Ms Informed Newsletter | Gentrification, Cultural Capital, and English in Berlin
Listen to our discussion about two great books we read this week!
Shownotes
English in Berlin
Gentrification is inevitable and other lies
This week’s distraction
This week’s distraction is the the jailed British-Egyptian activist Alaa Abdel Fattah who has stopped drinking water as he steps up his hunger strike to coincide with the start of the COP27 summit, his sister has said.
Calls for his release escalated after the climate summit opened in Sharm el-Sheikh in Egypt on Sunday.
The 40 year old has consumed just 100 calories for more than 200 days to push Egypt to allow him UK consular access.
Abdel Fattah, a key activist in the 2011 uprising, is currently serving a five-year sentence for spreading false news.
His sister, Sanaa Seif, has warned that her brother's hunger and water strike may mean he could die before the end of the summit.

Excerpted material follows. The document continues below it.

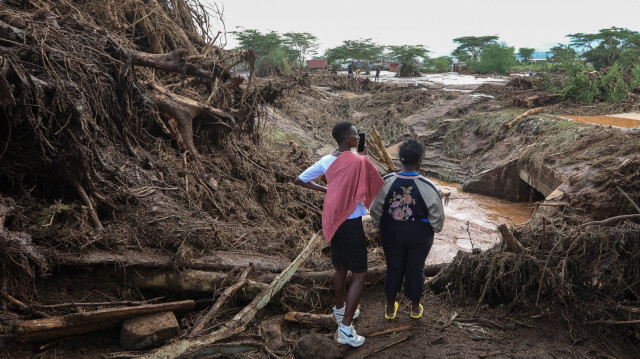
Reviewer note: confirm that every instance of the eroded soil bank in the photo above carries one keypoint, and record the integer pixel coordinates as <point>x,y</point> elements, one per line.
<point>138,171</point>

She urged the British government to be "responsible for getting us proof of life".
Read more in on the BBC here.
This week Madhvi wrote
This week Madhvi wrote about some things she saw and experienced concerning the stories we tell, and how we tell them. Read her blog post here.
This week Rina visited
This week Rina visited the Naturkunde Museum (Natural History Museum) in Berlin. Did you know on the first Sunday of every month all public museums are free? This museum is a great one to check out if you like dinosaur bones. We did an entire episode on dinosaurs here, if that’s your thing.
This week’s inspiration
This week’s inspiration is Moshtari Hilal. She is a visual artist, researcher and curator working from Hamburg and Berlin.
She is the co-founder of the online collective AVAH (Afghan Visual Arts and History) and Berlin-based research project CCC (Curating Through Conflict with Care)

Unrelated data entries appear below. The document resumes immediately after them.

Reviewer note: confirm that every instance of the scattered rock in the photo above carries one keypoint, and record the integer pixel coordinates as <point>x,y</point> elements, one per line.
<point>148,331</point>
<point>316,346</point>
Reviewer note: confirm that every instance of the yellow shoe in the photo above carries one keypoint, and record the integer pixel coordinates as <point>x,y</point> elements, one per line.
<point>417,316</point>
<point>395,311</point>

With a special focus on analogue drawing, Moshtari considers her overall practice to be interdisciplinary and process-oriented. Moshtari describes her artistic practice as reconciliation with shame and negated beauty, seeking to understand and critically subvert power and colonial continuities in the visual arts.
Her current artistic practice is shaped by the (self)portrait and family archive, both approached in an eclectic manner in her search for a visual language. Her portraits deal with recurring motifs, such as the black-haired body, distinctive nose, prominent hands, the figure of the mother, distorted floral ornaments and textile patterns.
She studied Middle Eastern Studies and Political Science in Hamburg, Berlin and London, she has a focus on Gender-, Decolonial- and Cultural Studies.